From Playwriting to Acting and Tap Dancing
Theater education for children is First Stage’s raison d’être. Its programs combine play attendance with pre- and post-show classroom workshops that expand the experience. The Classroom Literacy Plus Program workshops include reading fiction and non-fiction books related to the play’s themes. The Classroom Partnership Program workshops explore standard curriculum through roleplay, improvisation, movement and pantomime. The Character Education Program advances skills in critical thinking, problem solving, leadership and collaboration. This summer, MPS and First Stage co-produced the first, full-scale, citywide production of a musical.
Danceworks’ Mad Hot Ballroom and Tap Program has brought 550,000 hours of dance instruction to 25,000 fourth through sixth graders in primarily urban schools over the past 11 years, integrating these dance forms into the regular curriculum. The Danceworks Generations Program builds relationships between students and older adults in assisted living and adult day programs through dance and visual art instruction. The company also partners with schools and community organizations in customized residencies with diverse goals.
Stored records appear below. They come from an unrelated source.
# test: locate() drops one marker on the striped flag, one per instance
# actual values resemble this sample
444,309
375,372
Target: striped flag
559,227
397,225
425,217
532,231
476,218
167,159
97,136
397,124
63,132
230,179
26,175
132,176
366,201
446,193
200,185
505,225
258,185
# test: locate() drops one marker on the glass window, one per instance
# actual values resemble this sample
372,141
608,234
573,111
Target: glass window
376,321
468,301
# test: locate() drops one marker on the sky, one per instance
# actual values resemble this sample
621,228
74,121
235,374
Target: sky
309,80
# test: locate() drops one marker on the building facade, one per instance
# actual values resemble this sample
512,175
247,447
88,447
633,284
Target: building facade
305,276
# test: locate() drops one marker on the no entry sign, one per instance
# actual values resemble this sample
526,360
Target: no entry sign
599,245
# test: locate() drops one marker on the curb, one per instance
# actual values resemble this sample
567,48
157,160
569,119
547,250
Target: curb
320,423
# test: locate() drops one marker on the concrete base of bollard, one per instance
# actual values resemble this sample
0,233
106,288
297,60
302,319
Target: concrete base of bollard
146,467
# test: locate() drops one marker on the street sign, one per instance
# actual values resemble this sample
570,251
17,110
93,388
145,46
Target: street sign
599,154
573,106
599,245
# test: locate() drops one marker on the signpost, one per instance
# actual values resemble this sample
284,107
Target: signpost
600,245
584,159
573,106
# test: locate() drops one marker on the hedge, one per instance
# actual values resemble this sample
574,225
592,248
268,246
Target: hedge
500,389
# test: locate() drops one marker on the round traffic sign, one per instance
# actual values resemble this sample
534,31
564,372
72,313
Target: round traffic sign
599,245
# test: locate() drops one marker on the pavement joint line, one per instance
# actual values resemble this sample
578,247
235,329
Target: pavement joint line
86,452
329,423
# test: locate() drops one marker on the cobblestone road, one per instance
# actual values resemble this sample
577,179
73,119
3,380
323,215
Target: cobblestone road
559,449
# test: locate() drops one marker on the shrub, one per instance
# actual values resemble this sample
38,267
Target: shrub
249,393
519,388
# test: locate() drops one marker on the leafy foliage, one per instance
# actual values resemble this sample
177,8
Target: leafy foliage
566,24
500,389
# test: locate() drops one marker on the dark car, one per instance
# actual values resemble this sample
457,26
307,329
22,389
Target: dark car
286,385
Next Actors, a summer theater for teens, is Next Act Theatre’s main education program. A multicultural group of area teens works with professional artists to create a musical play from their experiences and concerns and gives free performances to community centers and youth organizations. Next Act also presents one deeply discounted student matinée of each of its main stage productions. Pre- or post-show classroom visits with performers are possible. A major student project, Across the Viaduct, about the history of Milwaukee race relations, is planned for April 2018.
Milwaukee Chamber Theatre teaches playwriting through its Young Playwrights Festival, a three-year cycle that includes high school playwriting residencies; a competition in which finalists are chosen by area theater professionals; and six cash award winners, staged readings and full productions for the top three playwrights.
In partnership with PEARLS for Teen Girls, Renaissance Theaterworks is starting a critical writing program this season for teenage women to foster a new and more diverse group of local theater critics. Students will attend performances, discuss themes and production strategies with directors and write short reviews for website publication. Mentors include educators, poets, journalists and theater critics, including the Shepherd Express’ Selena Milewski.
Skylight Music Theatre reaches more than 13,000 elementary, middle and high school students in 100-plus schools annually with eight programs that focus on creative thinking, musical storytelling, music analysis, theater appreciation, musical theater writing and performance in standard musical theater repertoire.
In Tandem Theatre Company offers student matinée performances and talk-backs for school groups and is working toward a student summer theater program.
In addition to those mentioned above, many other community organizations and arts groups are dedicated to providing arts education to school children in the Greater Milwaukee area, among them Cre8te MKE, Arts at Large, Waukesha Civic Theatre, Artists Working in Education and the Wisconsin Conservatory of Music. The Conservatory’s Instrument Drive, to be held Sept. 22-24, encourages Milwaukeeans to donate used musical instruments and equipment. Following the drive, donated instruments will be cleaned and repaired and put into the hands of under-served youth who cannot afford them throughout Southeastern Wisconsin.